Les problèmes des définitions actuelles
Alors que la question de l’accaparement mondial des terres reçoit une
attention croissante des milieux académiques, (inter)gouvernementaux
ou encore militants, la multitude des discours autour du phénomène
rend malaisée la compréhension même de ce qui s’entend comme un «
accaparement ». Tandis que l’expression devient un « fourre-tout », la
conséquence est de voir le terme s’affaiblir et, vulnérable, être en proie aux
agendas d’élites non démocratiques. Il est ainsi important de commencer
par démystifier certaines images iconiques largement présentes dans les
perceptions dominantes, qui sont autant d’écueil pour apprécier l’étendue
réelle du phénomène. Le discours dominant parle de l’accaparement des
terres comme des acquisitions à grande échelle violant les droits fonciers,
perpétré par des gouvernements ou investisseurs étrangers, principalement
en Afrique, dans les États faibles, lié au contexte de l’insécurité alimentaire.
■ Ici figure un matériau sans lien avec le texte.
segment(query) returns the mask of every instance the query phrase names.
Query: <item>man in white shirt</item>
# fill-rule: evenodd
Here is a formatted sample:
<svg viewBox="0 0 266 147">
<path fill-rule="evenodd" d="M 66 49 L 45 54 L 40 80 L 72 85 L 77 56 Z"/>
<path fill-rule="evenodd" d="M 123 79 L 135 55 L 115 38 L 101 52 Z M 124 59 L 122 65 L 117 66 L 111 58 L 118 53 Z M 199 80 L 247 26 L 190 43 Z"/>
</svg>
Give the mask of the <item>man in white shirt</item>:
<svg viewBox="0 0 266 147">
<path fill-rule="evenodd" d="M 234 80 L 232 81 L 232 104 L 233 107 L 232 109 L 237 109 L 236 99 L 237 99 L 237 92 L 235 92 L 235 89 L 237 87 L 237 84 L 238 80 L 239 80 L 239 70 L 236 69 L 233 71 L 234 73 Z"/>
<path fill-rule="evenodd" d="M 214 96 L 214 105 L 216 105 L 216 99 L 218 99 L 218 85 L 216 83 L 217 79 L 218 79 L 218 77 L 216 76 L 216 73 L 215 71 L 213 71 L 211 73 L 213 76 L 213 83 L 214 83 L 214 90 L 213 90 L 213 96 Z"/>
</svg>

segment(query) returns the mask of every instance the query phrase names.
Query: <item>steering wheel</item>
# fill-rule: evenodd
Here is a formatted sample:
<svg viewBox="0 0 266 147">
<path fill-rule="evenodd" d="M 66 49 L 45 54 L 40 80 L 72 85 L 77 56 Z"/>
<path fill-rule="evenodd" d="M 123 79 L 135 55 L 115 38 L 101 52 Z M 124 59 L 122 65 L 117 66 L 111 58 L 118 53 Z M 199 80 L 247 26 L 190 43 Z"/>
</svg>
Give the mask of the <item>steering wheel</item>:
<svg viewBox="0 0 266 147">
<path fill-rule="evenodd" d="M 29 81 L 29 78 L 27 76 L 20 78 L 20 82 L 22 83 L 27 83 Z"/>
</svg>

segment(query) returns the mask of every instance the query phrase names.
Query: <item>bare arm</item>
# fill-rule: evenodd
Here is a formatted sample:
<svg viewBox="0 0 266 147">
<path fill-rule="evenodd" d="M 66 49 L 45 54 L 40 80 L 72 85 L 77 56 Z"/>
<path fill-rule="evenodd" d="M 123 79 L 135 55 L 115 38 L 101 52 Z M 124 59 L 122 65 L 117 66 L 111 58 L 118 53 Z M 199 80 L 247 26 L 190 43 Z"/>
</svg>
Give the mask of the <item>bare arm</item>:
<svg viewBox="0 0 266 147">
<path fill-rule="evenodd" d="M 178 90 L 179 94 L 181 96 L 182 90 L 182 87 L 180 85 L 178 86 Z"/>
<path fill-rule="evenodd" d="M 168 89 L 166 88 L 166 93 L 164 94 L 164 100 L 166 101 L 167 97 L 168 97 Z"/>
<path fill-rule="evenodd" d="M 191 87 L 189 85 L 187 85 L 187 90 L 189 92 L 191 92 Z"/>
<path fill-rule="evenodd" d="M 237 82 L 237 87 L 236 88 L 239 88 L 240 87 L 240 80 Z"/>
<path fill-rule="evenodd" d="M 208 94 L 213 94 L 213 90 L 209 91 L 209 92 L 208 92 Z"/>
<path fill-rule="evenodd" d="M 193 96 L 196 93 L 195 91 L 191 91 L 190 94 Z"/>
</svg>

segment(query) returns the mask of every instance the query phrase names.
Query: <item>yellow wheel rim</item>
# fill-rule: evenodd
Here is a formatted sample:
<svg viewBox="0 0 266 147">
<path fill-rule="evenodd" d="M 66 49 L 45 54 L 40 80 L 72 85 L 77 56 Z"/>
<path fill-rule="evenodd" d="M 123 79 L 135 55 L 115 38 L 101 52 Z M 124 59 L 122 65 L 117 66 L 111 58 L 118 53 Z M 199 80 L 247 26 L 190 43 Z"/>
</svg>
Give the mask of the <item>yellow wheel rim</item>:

Par exemple, Arabie Saoudite, Corée du Sud, Chine ou encore Inde qui font
main basses sur de vastes étendues de terres en Éthiopie ou Madagascar afin
de cultiver des denrées pour assurer leur propre sécurité alimentaire. Ces
scénarios s’articulent autour de 6 assomptions : prise de contrôle par des
acteurs étrangers, concentré en Afrique, en rapport avec la crise alimentaire, à
considérer en termes des droits fonciers, centré sur une approche quantitative
et la question d’une définition absolue.
Premièrement, il est souvent suggéré que l’accaparement implique une
prise de contrôle par des gouvernements ou investisseurs étrangers de la
propriété foncière dans les États faibles. Or, l’accaparement ne requiert pas
nécessairement une mainmise de la propriété par des étrangers, ni que cette
dernière implique toujours un accaparement. Cette connexion fallacieuse
élude tout d’abord le fait de considérer le rôle des élites domestiques, tels
les arendatori en Bulgarie ou les agro-oligarques en Ukraine et Russie (voir
aussi Minville Gallagher, dans ce numéro, pour un exemple en Afrique de
l’Ouest). Les accaparements en Amérique du Sud – Brésil, Argentine –
indiquent que cela concerne aussi des États considérés comme stable. Il est
intéressant de remarquer que plusieurs des pays d’Amérique Latine adoptent
des législations pour empêcher l’achat de terres par des étrangers, sans pour
autant parvenir à empêcher les accaparements, signe que le problème est
au-delà de la simple « étrangéisation » de la propriété foncière. Ensuite, ce
raccourci prévient de regarder le caractère et la direction du changement
dans les relations sociales de propriété. Se concentrer sur la nationalité de
l’acquéreur fait passer à la trappe des questions essentielles telles que l’analyse
des transformations dans les relations de production et dynamiques rurales
: qui accède aux ressources, comment, à quelles fins, qui bénéficie, qui est
inclus ou exclus dans les nouveaux arrangements, etc.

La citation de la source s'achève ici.